Эванс затылком чувствовала, как он улыбается, смакует ее страх, перекатывает его на языке, пробует на вкус, и ему нравится. Зверь сорвался с цепи и вцепился в ее страх. Лобовую атаку она выдержит без труда, но сколько их еще будет? Методы Ларссона становились все изощреннее. Эскалация шла вверх по прямой, и блеф все больше походил на правду. Все было будто бы нереально и одновременно во плоти. Замешательство, вызванное иллюзией, предлагаемое желаемое и близко не похожее на действительность, но практически идентичное с ней. Попробуй, найди десять отличий, когда ты прижата подлогом к серой стенке правды. Что теперь из желаемого действительное, а что из действительного и есть желаемое? Как различить серое на сером поле? Никак. В темном-темном городе темной-темной ночью правда затерялась где-то посередине, так и не выбрав верного ответа, а был ли он, доподлинно неизвестно. Эванс была уверена, чтоб был, но раз сама не сможет его отыскать, то пусть на него отвечает сам Адам. Провокатор она или нет, в конце-то концов. Вовремя вспомнив, что ночью все мышки серы, пора было ответить блефом на блеф, проверив насколько в этом блефе оригинал изощреннее копии. Ларссон, словно читая ее мысли, продолжал надавливать, не сильно, но весьма ощутимо, и не о блоках в руках сейчас шла речь.

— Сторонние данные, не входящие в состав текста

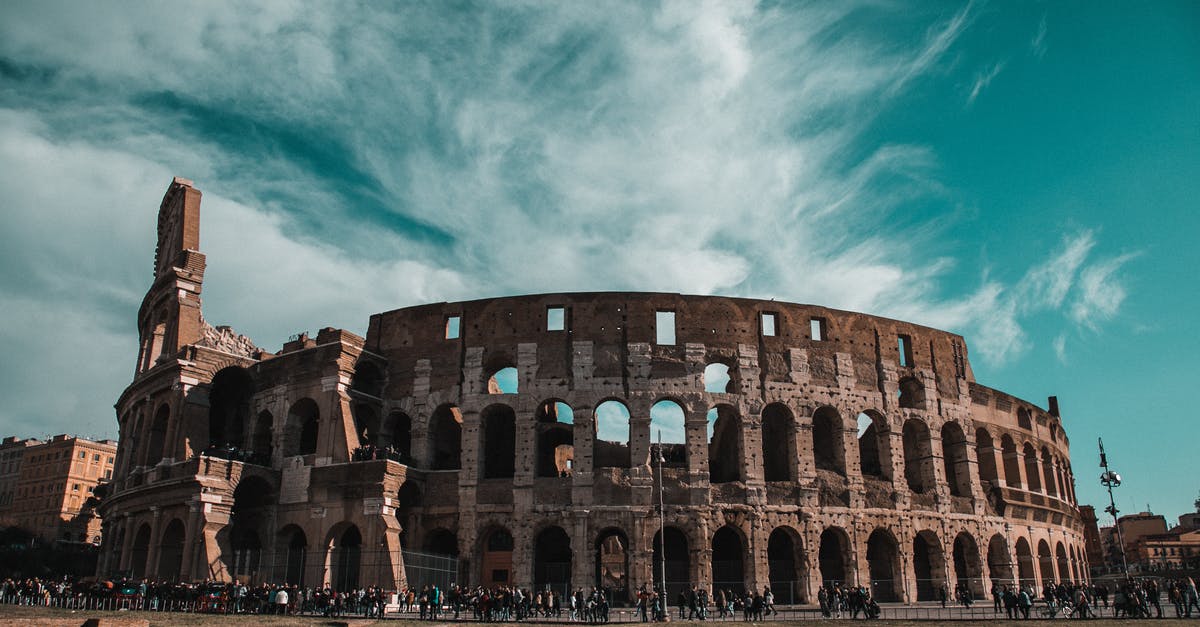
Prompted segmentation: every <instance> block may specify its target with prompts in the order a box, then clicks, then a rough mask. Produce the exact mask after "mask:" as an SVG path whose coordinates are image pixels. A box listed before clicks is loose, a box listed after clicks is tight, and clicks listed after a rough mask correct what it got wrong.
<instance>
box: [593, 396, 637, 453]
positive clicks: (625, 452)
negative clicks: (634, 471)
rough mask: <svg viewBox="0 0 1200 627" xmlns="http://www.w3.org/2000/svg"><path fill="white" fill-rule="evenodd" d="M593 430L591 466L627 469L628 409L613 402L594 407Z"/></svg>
mask: <svg viewBox="0 0 1200 627" xmlns="http://www.w3.org/2000/svg"><path fill="white" fill-rule="evenodd" d="M594 428H595V437H594V438H593V441H592V464H593V465H594V466H595V467H598V468H628V467H629V464H630V454H629V408H628V407H625V406H624V405H623V404H622V402H620V401H614V400H607V401H604V402H601V404H600V405H596V410H595V420H594Z"/></svg>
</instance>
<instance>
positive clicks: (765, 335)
mask: <svg viewBox="0 0 1200 627" xmlns="http://www.w3.org/2000/svg"><path fill="white" fill-rule="evenodd" d="M761 317H762V335H763V338H774V336H775V334H776V333H778V329H779V316H776V315H775V314H768V312H763V314H762V316H761Z"/></svg>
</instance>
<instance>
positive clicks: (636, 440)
mask: <svg viewBox="0 0 1200 627" xmlns="http://www.w3.org/2000/svg"><path fill="white" fill-rule="evenodd" d="M199 202H200V192H199V191H197V190H196V189H194V187H193V186H192V185H191V183H190V181H186V180H184V179H176V180H175V181H174V183H173V184H172V185H170V187H169V190H168V191H167V195H166V197H164V198H163V203H162V207H161V209H160V217H158V250H157V255H156V277H155V281H154V285H152V286H151V288H150V291H149V292H148V294H146V298H145V301H144V304H143V306H142V310H140V312H139V315H138V326H139V329H140V335H142V351H140V354H139V356H138V363H137V374H136V376H134V378H133V382H132V383H131V384H130V387H128V388H127V389H126V390H125V393H124V394H122V395H121V398H120V400H119V401H118V404H116V410H118V418H119V422H120V450H119V454H118V473H116V474H118V478H116V480H115V482H114V483H113V484H112V490H110V492H109V494H108V495H107V497H106V498H104V502H103V504H102V514H103V520H104V545H103V550H102V559H101V565H100V571H101V574H104V575H115V574H122V573H124V574H132V575H134V577H151V578H156V579H176V580H178V579H182V580H196V579H205V578H216V579H226V580H228V579H230V578H238V579H241V580H248V581H284V580H286V581H290V583H299V584H302V585H319V584H323V583H326V581H328V583H330V584H332V585H335V586H338V587H349V586H354V585H371V584H383V585H386V586H389V587H395V586H398V585H402V584H404V583H406V580H407V581H409V583H412V584H421V583H427V581H440V583H442V584H443V585H445V584H446V583H449V581H456V583H466V584H469V585H500V584H516V585H522V586H530V587H532V586H536V587H546V586H550V587H556V589H559V590H563V589H566V587H572V589H574V587H580V586H592V585H602V586H606V587H608V589H610V590H611V591H612V593H613V596H614V598H616V599H617V601H618V602H619V601H622V599H626V598H629V596H630V595H631V593H632V592H634V591H635V590H637V589H638V587H640V586H643V585H652V584H656V583H658V581H659V579H660V578H661V577H662V575H661V574H660V573H664V572H665V575H666V579H667V585H668V589H670V590H671V592H672V595H673V592H674V590H677V589H678V587H679V586H684V585H702V586H707V587H720V589H734V590H736V589H756V590H762V589H763V587H764V586H768V585H769V586H772V589H773V591H774V593H775V596H776V602H779V603H788V602H794V603H802V602H812V601H814V599H815V595H816V590H817V587H818V586H820V585H821V584H822V583H828V581H845V583H862V584H869V585H870V586H871V589H872V590H874V592H875V593H876V596H877V597H878V598H881V599H884V601H888V599H890V601H907V602H911V601H919V599H931V598H935V597H936V595H937V591H938V590H940V589H942V587H943V586H948V587H950V589H954V587H955V586H956V585H959V584H965V585H967V586H970V587H971V589H972V590H973V591H974V592H976V593H977V595H982V593H984V592H985V591H988V590H990V587H991V585H992V583H996V581H998V583H1003V584H1008V583H1016V581H1021V583H1028V584H1033V585H1038V586H1039V585H1042V583H1045V581H1051V580H1054V581H1067V580H1075V581H1078V580H1080V579H1081V578H1086V573H1087V565H1086V563H1085V561H1084V551H1082V545H1084V539H1082V531H1081V526H1080V520H1079V514H1078V510H1076V503H1075V495H1074V478H1073V473H1072V468H1070V461H1069V452H1068V440H1067V436H1066V434H1064V431H1063V429H1062V423H1061V419H1060V416H1058V408H1057V402H1056V400H1055V399H1054V398H1051V399H1050V400H1049V408H1042V407H1038V406H1036V405H1033V404H1031V402H1027V401H1025V400H1021V399H1016V398H1014V396H1010V395H1008V394H1004V393H1002V392H998V390H995V389H991V388H988V387H985V386H982V384H979V383H977V382H976V381H974V377H973V374H972V371H971V364H970V362H968V358H967V346H966V342H965V341H964V339H962V338H961V336H959V335H955V334H953V333H947V332H942V330H937V329H931V328H926V327H920V326H917V324H911V323H906V322H901V321H894V320H888V318H881V317H875V316H868V315H863V314H854V312H847V311H839V310H833V309H828V307H822V306H814V305H797V304H788V303H776V301H766V300H751V299H740V298H721V297H696V295H680V294H670V293H617V292H612V293H562V294H538V295H524V297H512V298H493V299H484V300H473V301H466V303H437V304H428V305H421V306H413V307H404V309H398V310H395V311H388V312H383V314H377V315H374V316H372V317H371V318H370V322H368V324H367V333H366V338H365V339H364V338H360V336H358V335H355V334H353V333H349V332H346V330H338V329H331V328H326V329H322V330H320V332H319V333H317V334H316V336H314V338H312V336H308V335H307V334H300V335H298V336H295V338H294V339H293V340H292V341H289V342H287V344H286V345H284V346H283V347H282V350H281V351H278V352H275V353H271V352H265V351H263V350H260V348H258V347H257V346H254V344H253V342H252V341H250V340H248V339H246V338H244V336H240V335H238V334H236V333H234V332H233V330H230V329H229V328H227V327H218V328H214V327H211V326H209V324H208V323H206V322H205V321H204V318H203V317H202V316H200V299H199V293H200V287H202V283H203V275H204V256H203V255H202V253H200V252H199ZM660 441H661V444H660V443H659V442H660ZM660 485H661V488H660ZM660 498H661V500H662V501H664V502H665V506H664V508H662V515H661V516H660V509H659V501H660ZM664 556H665V563H664V562H662V560H664Z"/></svg>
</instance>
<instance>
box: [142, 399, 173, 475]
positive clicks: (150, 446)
mask: <svg viewBox="0 0 1200 627" xmlns="http://www.w3.org/2000/svg"><path fill="white" fill-rule="evenodd" d="M169 420H170V406H169V405H167V404H163V405H162V406H160V407H158V411H157V412H155V414H154V422H152V423H150V443H149V446H146V458H145V465H146V466H154V465H155V464H158V462H160V461H162V458H163V455H164V450H166V448H167V424H168V422H169Z"/></svg>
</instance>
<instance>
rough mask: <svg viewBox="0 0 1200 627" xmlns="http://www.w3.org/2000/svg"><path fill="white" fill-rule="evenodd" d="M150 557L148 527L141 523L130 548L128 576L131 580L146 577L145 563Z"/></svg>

– Лиаам, смотри, кто тут у нас, – мягко, так различимо и одновременно схоже с тоном самого Адама и брата, его голос извивавшейся змеей заползал ей голову, а змей-искуситель ликовал.
Вот теперь проглатывай, Костлявая! Право выбора за ней. И либо все закончится прямо сейчас, либо она дает ему карт-бланш, а потом уже без претензий. Больше никаких невысказанных «да» и неозвученных «нет». Он же не Лиам, хоть вопрос идентичности стоял сейчас совсем в ином контексте. Непонятно, отчего Эванс замешкалась, когда оригинал очень умело сымитировал собственную бледную копию, и паранойя Адама выглянула из-за угла и посматривала на него с интересом.